The players and Thad Matta waxed eloquent about the double effort the Buckeyes gave, a smothering effort on the defensive end and an equally overwhelming job on the offensive side.
No question, they were right.
The Boilermakers looked almost tentative in the face of Ohio State’s swarm, wheezing themselves into a 22-9 hole early. The Bucks all but conceded that JaJuan Johnson and E'Twaun Moore would get theirs -- and they did, Johnson with 22 and Moore with 16 -- but after that?
The rest of the Boilers shot 11-of-33.
And using that defense to spur the offense, the Buckeyes blistered a Purdue team that routinely hangs its hat on defense.

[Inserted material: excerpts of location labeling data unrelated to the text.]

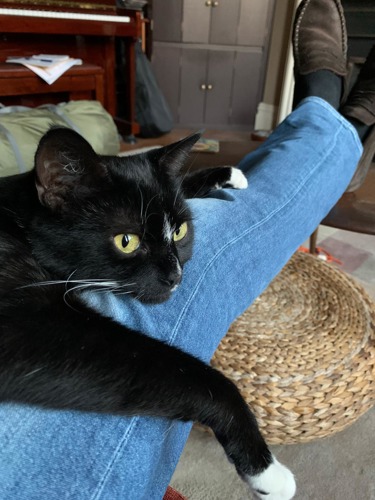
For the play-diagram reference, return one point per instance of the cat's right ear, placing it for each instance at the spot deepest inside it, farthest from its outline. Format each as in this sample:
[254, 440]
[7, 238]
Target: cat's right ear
[66, 167]
[174, 156]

The Boilermakers came in ranked 12th in the nation in scoring defense, allowing only 59.4 points a game. Ohio State hung 87 on them, the most points a Purdue team has given up in nearly two years, dating back to an 87-78 loss to Michigan on Feb. 26, 2009.

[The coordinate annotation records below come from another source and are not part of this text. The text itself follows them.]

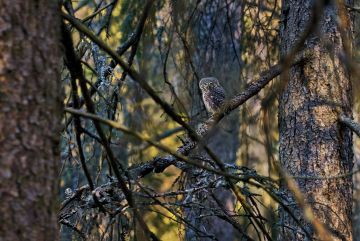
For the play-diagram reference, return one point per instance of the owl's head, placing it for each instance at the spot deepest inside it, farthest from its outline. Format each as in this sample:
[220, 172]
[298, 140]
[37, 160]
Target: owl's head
[208, 83]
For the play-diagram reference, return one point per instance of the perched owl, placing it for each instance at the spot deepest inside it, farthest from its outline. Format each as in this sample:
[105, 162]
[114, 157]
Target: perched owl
[213, 94]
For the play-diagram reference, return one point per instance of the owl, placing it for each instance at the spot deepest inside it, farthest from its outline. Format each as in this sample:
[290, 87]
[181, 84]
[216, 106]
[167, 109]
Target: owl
[213, 94]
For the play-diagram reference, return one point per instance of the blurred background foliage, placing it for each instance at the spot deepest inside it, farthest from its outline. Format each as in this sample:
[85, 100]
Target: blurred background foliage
[182, 41]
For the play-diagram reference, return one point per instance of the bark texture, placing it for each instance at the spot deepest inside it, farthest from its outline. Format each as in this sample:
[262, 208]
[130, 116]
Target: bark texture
[312, 142]
[30, 112]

“We were all about defense in this game,’’ Sullinger said. “As long as we defend, we can be a very special team.’’
But perhaps the most telling number was this one: six. That’s how many Ohio State players finished in double-figures. Fairly or unfairly, these Buckeyes have been regarded as Jared Sullinger and his Backup Singers. The fabulous freshman has earned every bit of the attention he’s been granted, but the big boy’s big numbers have cast a shadow over his teammates.
In theory, you stop Sullinger and you can stop the Buckeyes.
And you can now put that theory right next to that flat Earth notion.
To start the game, Purdue doubled Sullinger every time he touched the ball, with Travis Carroll taking Sullinger on in the post and Johnson sliding down to help.
Except along with being a load under the basket, Sullinger is also a deft passer -- “He’s wise behind his years the way he can pass,’’ David Lighty said -- and he’s perfectly content to be unselfish.
So every time, Sullinger merely kicked the ball out and almost every time, his wide-open shooters sunk their wide-open 3-point shots. Ohio State hit 5 of 6 from behind the arc out of the gate and finished 11-of-19 for the game. (It got so silly that even Sullinger got in the action. He hit a trey himself.)
“There’s no absolute on how to defend him,’’ Purdue coach Matt Painter said of Sullinger. “If you’re able to get into him and pressure him, you might be able to disrupt him. But if you don’t, that’s how they start picking you apart and they get into that flow.’’
William Buford was the recipient of much of Sullinger’s benevolence. The junior finished with a team-high 19 points, draining 5 of 6 from 3, as well as a lesson on the use of the ellipses from his coach.
Buford twisted his ankle in the Buckeyes’ win at Illinois on Saturday. X-rays revealed no problems and Matta dismissed it as ‘nothing major’ on the Big Ten conference call on Monday. Still, the coach wanted to make sure Buford was all right before the team’s shootaround on Tuesday.
“I sent him a text and asked how he was feeling,’’ Matta said. “And he wrote back, ‘A little sore, dot, dot dot.’’ I said, ‘You don’t dot dot dot me. So we had a long conversation about what dot dot dot means.’’
A delighted Matta admitted he’d never seen quite a box score like the one laid before him after the game -- “It’s rare because I’ve never seen 21-0 before,’’ he said -- and was quick to caution people to not judge Purdue on this loss.
He was, however, less eager to put this win into context for Ohio State.
But Matta is no dummy. He knows he has something special here.
This is a team that is supposed to be wilting under the pressure of a No. 1 ranking and an undefeated record and instead in the postgame, the Buckeyes were promising (threatening?) that more scoreboard music videos were coming.
They are either blissfully ignorant of what they are doing or completely unaffected.
“I think where they have us right now, we are being judged,’’ Matta said.
True, but perhaps a little less harshly now.